C & L, my refugio permenants, are normally in the kitchen once pilgrims arrive, preparing dinner. And isn´t that just what they need after a long day of walking uphill? Afterwards, pilgrims are heading to bed, and need less. But sometimes they need a listening ear - and being in the kitchen, that is impossible for them (and often for me).
Surely there is a way to get the chores done, and also be available to folks who really need a listening ear. I´ve often said that ministry takes two, it takes companionship (the disciples were sent in pairs). Perhaps it takes three. Regardless, there are a lot of chores to get done, and most pilgrims need the physical attention. How do we meet the need of the occasional pilgrim who needs just to talk - who is carrying a problem?
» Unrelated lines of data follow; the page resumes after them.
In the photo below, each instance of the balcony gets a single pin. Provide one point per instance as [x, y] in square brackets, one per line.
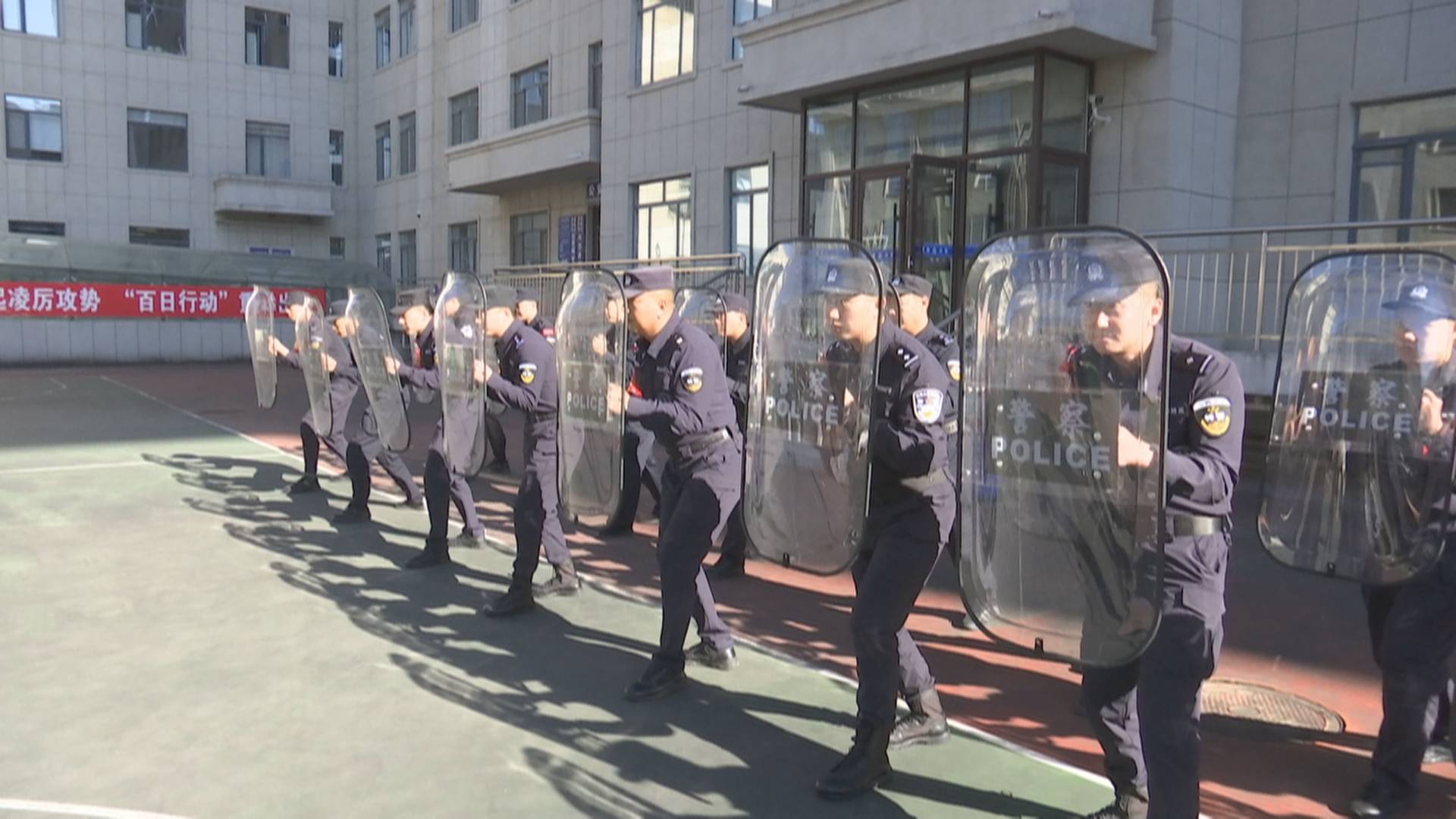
[265, 196]
[561, 149]
[856, 39]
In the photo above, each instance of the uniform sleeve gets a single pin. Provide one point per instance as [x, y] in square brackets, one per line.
[1207, 468]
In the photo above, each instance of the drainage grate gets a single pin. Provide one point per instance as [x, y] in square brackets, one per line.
[1257, 711]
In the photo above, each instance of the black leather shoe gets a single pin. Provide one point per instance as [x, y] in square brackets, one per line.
[708, 654]
[726, 569]
[660, 679]
[435, 554]
[305, 485]
[517, 599]
[354, 515]
[864, 768]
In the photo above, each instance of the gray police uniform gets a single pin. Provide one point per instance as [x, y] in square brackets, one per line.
[528, 384]
[344, 384]
[685, 403]
[444, 483]
[1145, 714]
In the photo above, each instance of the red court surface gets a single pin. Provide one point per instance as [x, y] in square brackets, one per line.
[1285, 630]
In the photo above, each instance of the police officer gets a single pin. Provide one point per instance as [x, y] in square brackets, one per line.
[344, 384]
[1145, 714]
[444, 483]
[682, 395]
[1419, 632]
[366, 445]
[736, 330]
[912, 504]
[528, 384]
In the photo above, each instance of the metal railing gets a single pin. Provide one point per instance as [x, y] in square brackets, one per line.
[727, 273]
[1229, 286]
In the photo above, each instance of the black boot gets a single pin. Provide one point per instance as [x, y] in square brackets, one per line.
[436, 553]
[864, 768]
C & L have a book pilgrims can write in, and most write a line or two of thanks. They always get glowing remarks for their hospitality, and since I am usually in the kitchen, my presence is a little less obvious. The few times I have been mentioned by name, I have noticed, are the folks with whom I spent a little time visiting before or after dinner, who needed someone to pay a little attention to them, and hear their story. I think this makes me a little more uncomfortable, as I try to navigate a world obsessed with details and activity, while being able to take the time needed to do a little more. At what cost will I let details go in order to be a listening ear?